Dans une maison signée par l’un des inventeurs du photomontage, Raoul Hausmann, artiste « dégénéré » pour les Nazis arrivant au pouvoir, du coup exilé, conçue en 1933 dans l’esprit « Merzbau » et celui des constructions « rurales » majorquines, un peu décatie dans More, fraîchement restaurée et blanchie à la chaux dans Amnesia.

Malgré quelques variations thématiques, j’ai comme l’impression qu’Amnesia remémorait More. En était le remake ou, si l’on veut, plus ou moins – more or less More. Le thème des étrangers expatriés, séduits, se ressourçant à Ibiza, comme autrefois Gauguin. Les Allemands ayant fui le nazisme, comme Walter Benjamin qui y apprécièrent les paysages naturels et qui écrivait en 1933 : « Et là s'offrit à nous une image d'une perfection si accomplie qu'il se produisit en moi quelque chose d'étrange mais qui n'est pas incompréhensible ; c'est qu'à proprement parler je ne la voyais pas ; elle ne me frappait pas ; sa perfection la mettait au bord de l'invisible. »

Les personnages y sont en quête de paradis artificiels, comme le jeune étudiant de More, d’inspiration créatrice, de travail et de reconnaissance, comme le musicien électro d’Amnesia, d’oubli d’une sinistre période, comme l’ex-Nazi, reconverti sous Franco dans le trafic d’héroïne (More) ou, de l’autre côté de la barrière, Martha, qui refuse tout ce qui peut lui rappeler son pays d’origine d’avant 1936 – de la Käfer (la Coccinelle de Volkswagen) chère au Führer, au violoncelle, appris d’un prof juif, depuis mis en sommeil, en passant par le vin du Rhin et, surtout, la langue de Goethe. D’où aussi le titre du film, qui ne fait pas seulement la réclame à un club local de la scène techno.

Dans More, on découvrait divers points de vue de l’île, différents quartiers d’Ibiza à l’époque peuplée de hippies, d’anciens nazis, à leur tour en exil, d’insulaires, bien sûr, et de gitans. Entre deux joints, deux fix, deux parties de six jambes en l’air, deux écoutes de Pink Floyd en mini-cassette, on y visitait, l’hôtel qui surplombe la vieille ville (où, soit dit entre parenthèses, j’eus l’occasion de séjourner moi-même dans les années 1980). La petite bâtisse d'Hausmann (achetée en 1951 par la mère de Barbet Schroeder), pimpante, joliment garnie d’éléments meubles, blanchie à la chaux, est un personnage à part entière d’Amnesia.
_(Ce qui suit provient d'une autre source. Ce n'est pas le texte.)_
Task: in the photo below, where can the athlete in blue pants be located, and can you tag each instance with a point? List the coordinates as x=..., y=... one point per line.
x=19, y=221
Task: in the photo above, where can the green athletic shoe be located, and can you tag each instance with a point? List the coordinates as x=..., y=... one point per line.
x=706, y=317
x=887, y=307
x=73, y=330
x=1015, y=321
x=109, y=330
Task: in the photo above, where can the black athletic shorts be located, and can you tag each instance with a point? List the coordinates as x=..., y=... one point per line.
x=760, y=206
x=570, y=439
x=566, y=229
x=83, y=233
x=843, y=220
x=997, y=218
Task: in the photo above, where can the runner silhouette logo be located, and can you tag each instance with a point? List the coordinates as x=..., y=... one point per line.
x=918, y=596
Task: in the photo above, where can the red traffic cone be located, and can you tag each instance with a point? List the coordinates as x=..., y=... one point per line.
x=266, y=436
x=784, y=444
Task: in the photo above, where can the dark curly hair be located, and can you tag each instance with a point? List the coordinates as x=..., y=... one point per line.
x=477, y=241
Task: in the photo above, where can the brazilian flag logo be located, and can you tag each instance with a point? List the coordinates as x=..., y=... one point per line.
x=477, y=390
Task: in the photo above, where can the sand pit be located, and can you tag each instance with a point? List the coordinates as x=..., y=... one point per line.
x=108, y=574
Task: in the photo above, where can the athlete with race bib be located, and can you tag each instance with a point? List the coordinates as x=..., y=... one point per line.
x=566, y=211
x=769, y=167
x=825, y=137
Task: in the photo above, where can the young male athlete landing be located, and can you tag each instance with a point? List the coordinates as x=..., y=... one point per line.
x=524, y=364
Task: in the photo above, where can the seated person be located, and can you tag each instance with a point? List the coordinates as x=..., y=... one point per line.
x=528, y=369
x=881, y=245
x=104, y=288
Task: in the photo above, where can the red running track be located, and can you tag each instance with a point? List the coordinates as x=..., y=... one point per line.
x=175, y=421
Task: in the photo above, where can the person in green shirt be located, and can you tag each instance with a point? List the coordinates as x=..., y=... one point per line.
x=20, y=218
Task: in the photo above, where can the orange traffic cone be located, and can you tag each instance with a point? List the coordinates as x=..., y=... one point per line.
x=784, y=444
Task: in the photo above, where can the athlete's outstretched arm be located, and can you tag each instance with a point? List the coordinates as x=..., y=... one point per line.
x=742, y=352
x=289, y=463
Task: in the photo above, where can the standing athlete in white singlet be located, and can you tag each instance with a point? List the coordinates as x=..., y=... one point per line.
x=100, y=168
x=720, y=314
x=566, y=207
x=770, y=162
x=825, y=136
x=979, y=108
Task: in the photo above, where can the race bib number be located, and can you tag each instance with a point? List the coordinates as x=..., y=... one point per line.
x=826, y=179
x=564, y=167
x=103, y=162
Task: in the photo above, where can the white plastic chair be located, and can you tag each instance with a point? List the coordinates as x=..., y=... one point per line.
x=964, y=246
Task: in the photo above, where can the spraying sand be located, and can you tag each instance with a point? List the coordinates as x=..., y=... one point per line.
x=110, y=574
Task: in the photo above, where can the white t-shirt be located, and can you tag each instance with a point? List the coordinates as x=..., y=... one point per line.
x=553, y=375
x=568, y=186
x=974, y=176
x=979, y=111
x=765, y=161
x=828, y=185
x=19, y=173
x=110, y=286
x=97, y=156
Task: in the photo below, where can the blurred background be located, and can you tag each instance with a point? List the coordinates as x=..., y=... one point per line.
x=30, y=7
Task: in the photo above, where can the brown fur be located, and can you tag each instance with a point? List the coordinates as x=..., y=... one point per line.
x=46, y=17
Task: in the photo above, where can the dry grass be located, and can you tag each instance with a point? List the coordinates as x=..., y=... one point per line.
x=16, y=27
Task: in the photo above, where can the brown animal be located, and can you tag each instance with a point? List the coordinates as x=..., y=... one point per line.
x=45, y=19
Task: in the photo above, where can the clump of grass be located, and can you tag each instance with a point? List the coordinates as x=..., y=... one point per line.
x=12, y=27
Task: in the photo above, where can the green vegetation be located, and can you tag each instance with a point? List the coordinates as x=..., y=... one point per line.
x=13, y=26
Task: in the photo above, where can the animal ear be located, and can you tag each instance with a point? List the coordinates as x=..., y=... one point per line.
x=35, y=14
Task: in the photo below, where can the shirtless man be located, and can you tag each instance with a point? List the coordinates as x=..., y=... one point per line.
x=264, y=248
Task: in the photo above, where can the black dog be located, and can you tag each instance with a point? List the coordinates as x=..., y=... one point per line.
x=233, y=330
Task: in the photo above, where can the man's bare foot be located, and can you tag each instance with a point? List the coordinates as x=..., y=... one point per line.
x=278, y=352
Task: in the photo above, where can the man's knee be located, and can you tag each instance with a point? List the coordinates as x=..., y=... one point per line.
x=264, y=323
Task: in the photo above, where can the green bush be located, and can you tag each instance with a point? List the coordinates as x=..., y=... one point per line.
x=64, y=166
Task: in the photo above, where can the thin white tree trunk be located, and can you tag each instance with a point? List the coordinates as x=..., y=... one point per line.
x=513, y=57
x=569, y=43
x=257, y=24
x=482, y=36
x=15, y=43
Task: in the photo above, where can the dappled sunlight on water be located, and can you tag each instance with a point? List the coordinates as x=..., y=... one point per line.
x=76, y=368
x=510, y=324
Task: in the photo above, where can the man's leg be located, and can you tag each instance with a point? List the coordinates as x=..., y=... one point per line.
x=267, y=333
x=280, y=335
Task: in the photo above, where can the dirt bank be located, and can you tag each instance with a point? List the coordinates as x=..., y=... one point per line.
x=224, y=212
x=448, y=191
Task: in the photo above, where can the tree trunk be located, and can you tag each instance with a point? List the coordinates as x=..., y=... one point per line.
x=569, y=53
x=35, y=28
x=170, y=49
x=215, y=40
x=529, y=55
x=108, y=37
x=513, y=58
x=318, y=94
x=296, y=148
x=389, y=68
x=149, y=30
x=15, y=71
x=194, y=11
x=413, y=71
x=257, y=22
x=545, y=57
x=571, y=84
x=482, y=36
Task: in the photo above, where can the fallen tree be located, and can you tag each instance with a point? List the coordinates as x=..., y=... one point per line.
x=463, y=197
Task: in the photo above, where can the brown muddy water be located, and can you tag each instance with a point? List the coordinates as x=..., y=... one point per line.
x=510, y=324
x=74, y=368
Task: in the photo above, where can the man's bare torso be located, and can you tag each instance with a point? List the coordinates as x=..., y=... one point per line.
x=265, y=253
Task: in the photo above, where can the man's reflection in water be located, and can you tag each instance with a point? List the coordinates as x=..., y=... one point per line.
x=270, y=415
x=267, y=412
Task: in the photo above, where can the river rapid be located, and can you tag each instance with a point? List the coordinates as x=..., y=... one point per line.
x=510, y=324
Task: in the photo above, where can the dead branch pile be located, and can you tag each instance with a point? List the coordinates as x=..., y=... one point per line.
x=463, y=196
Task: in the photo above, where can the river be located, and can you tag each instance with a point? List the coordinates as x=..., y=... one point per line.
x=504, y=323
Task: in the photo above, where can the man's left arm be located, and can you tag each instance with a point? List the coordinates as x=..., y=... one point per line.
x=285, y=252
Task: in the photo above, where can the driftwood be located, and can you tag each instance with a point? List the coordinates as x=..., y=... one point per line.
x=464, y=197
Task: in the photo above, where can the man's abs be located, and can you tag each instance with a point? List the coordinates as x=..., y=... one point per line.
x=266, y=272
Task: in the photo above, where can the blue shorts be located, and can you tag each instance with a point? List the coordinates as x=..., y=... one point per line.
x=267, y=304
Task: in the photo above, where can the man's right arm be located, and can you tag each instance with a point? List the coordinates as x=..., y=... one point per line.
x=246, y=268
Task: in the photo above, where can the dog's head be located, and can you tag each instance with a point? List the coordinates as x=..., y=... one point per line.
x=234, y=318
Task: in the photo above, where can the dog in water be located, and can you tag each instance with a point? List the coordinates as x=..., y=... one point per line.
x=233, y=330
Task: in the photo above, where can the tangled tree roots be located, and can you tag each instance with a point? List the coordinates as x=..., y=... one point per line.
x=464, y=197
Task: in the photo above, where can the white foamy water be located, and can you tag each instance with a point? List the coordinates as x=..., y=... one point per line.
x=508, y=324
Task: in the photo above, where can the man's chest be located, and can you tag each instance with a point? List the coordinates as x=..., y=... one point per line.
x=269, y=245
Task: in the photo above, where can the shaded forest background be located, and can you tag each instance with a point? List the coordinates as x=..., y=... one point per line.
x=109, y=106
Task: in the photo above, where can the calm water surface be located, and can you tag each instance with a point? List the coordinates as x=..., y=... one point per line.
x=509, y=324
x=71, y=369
Je ne m’étendrai pas sur le récit pour t’en laisser la primeur lorsque tu verras le film, cet été ou à la rentrée. Disons simplement que Marthe Keller y est impeccable en autarcique écolo – le couple qu’elle forme avec Max Riemelt est encore plus plausible que celui d’Harold et Maude. Qu’Amnesia, comme More, est en partie autobiographique. Que la musique y est toujours justifiée par le profilmique et la diégèse, selon un précept « Nouvelle vague » respecté aussi bien par Rohmer que par son ami Schroeder.

Que la pureté lumineuse d’Ibiza, jadis captée par le chef op’ Néstor Almedros, retrouve son éclat absolu grâce à l’image de Luciano Tovoli, pour la première fois en Europe en très haute définition. Amnesia, c’est le 6 K victorieux.